In what everyone hopes to be a final grand reopening, Israel is returning to the next iteration of “business as usual” after its last national lockdown ended at February’s end. With COVID-19 showing a 4% infection rate, and the vaccination campaign going strong, now seems the time to clean up the mess in the middle.
Schools, gyms, malls, pools, parks, and some cultural hubs are all opening, yet the restaurant industry remains cautious, even after an official approval to open doors. With Sunday’s announcement also comes a new series of restrictions. Only 100 diners at a time, only green passport holders are allowed inside, and everyone else is limited to outside. Tables must remain at least two feet apart, and masks are still required in public.

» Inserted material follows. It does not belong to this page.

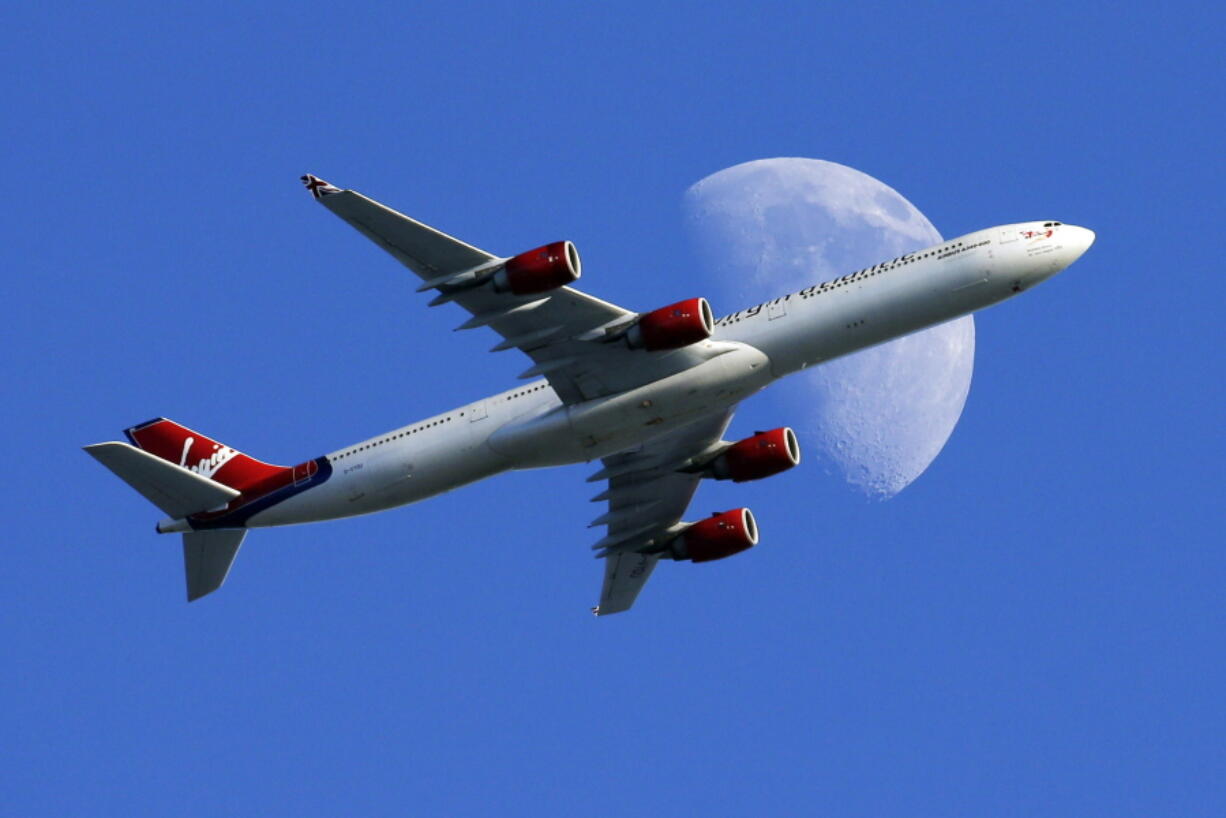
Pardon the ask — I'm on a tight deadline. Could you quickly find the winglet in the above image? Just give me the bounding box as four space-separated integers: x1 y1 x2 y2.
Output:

However, of the 14,000 restaurants in Tel Aviv city specifically, only around 10,000 will reopen. Half of these will likely hold out, hesitant to fully return given the deep expenses to open their doors, hire staff, fix untouched machinery, and the ever looming concerns of another closure. Many restaurant owners will wait until after Passover to get back to, what they hope, is business.
The Ben Gurion Airport is also opening up to more approved flights, and will now allow citizen arrivals from Toronto, Kiev, and Hong Kong to land. Entrants will no longer be required to stay at a corona hotel, yet will need to quarantine at home. Many are being given wristbands to ensure they follow restrictions.
Of the nine million citizens, the five millionth vaccination was given on Sunday. A Ministry of Health report claims that one million people remain to be vaccinated who are over the age of 16. There have been questions about vaccinating younger children, yet no announcements have been finalized.
Those who have not been vaccinated are in danger of having their privacy obliterated, as the Israel High Court reviews a proposed legislation by Physicians for Human Rights and Israel Rights Civil Association to publicize the names, ID numbers, addresses, and phones of those unvaccinated. Unvaccinated students have been banned from clinical trials and classrooms, and 80 Hadassah hospital workers were forced to remain on furlough for refusing vaccination.
For those who don’t have access to the green passport or are recovered, another option is surfacing, recently announced by Dr. Sharon Alroy-Preis. People can take a test and if the virus antibodies, they can receive a green passport. With so many uncertainties still in the air, we can only wonder what will land next.